Um irmão de Ghada morreu durante um dos ataques de Israel. “Nem tive tempo de chorar. Em Gaza não há tempo para o luto, só seguimos tentando sobreviver”, relata, ao contar que outro irmão morreu durante a Operação Chumbo Grosso, orquestrada por Israel em 2008 —mais de 1.300 palestinos e 13 israelenses morreram à época.

“Sempre agradeço ao meu Deus que minha mãe não tenha testemunhado o assassinato dos meus irmãos e até mesmo do marido dela”, diz Ghada ao relembrar sua morte, em 2007, em decorrência de um câncer. “Ela faleceu antes de tudo isso. Foi difícil para mim, mas se ela estivesse viva neste momento, eu não acho que ela aguentaria. Ela não teria a capacidade de sobreviver.”

Em meio ao vaivém nos planos de cessar-fogo e com esperança de que a guerra acabe, Ghada conta lembrar constantemente da família. “Nós morávamos dentro de uma área verde cheia de laranjeiras e oliveiras, na casa da nossa família, que foi destruída nesta guerra. Eu me lembro do casamento do meu irmão, que fizemos em casa. Todos estavam felizes e estávamos todos juntos.”

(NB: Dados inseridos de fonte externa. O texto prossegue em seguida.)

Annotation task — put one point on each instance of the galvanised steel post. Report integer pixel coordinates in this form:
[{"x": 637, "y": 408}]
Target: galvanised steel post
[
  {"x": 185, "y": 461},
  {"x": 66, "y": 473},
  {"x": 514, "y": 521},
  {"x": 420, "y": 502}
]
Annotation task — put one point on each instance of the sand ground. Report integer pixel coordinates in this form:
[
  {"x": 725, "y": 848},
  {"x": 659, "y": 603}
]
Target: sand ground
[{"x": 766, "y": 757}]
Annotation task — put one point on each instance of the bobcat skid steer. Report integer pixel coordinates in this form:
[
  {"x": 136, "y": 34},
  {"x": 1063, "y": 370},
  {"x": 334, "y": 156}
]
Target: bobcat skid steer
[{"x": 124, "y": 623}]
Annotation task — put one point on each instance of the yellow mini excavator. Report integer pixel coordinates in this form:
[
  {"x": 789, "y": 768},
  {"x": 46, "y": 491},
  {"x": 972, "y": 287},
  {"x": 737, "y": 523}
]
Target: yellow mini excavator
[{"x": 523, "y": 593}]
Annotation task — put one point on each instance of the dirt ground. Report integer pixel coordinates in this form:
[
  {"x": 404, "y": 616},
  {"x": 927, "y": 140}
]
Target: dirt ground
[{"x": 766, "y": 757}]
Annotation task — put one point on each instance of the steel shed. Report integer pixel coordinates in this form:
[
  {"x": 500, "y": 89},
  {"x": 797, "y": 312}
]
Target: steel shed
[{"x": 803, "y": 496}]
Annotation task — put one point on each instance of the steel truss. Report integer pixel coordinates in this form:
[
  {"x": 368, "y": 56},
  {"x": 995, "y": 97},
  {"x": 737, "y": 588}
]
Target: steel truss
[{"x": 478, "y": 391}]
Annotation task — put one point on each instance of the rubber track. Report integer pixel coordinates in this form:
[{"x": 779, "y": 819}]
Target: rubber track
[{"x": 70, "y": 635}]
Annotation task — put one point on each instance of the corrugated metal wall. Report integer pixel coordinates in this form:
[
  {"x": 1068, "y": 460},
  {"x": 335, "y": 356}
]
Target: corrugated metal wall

Ghada se emociona ao contar que sempre se lembra desses dias e quer que eles voltem. “Mas, infelizmente, a maioria dos nossos primos e parentes está morrendo ou foi morta nesta guerra, e até nossa casa foi destruída“, ela relata. “Não sei se conseguirei voltar para o meu bairro. E acredite, a razão pela qual voltei para Gaza é porque queria morar nesse bairro, porque não me sentia confortável em nenhum lugar neste mundo além do meu lugar.”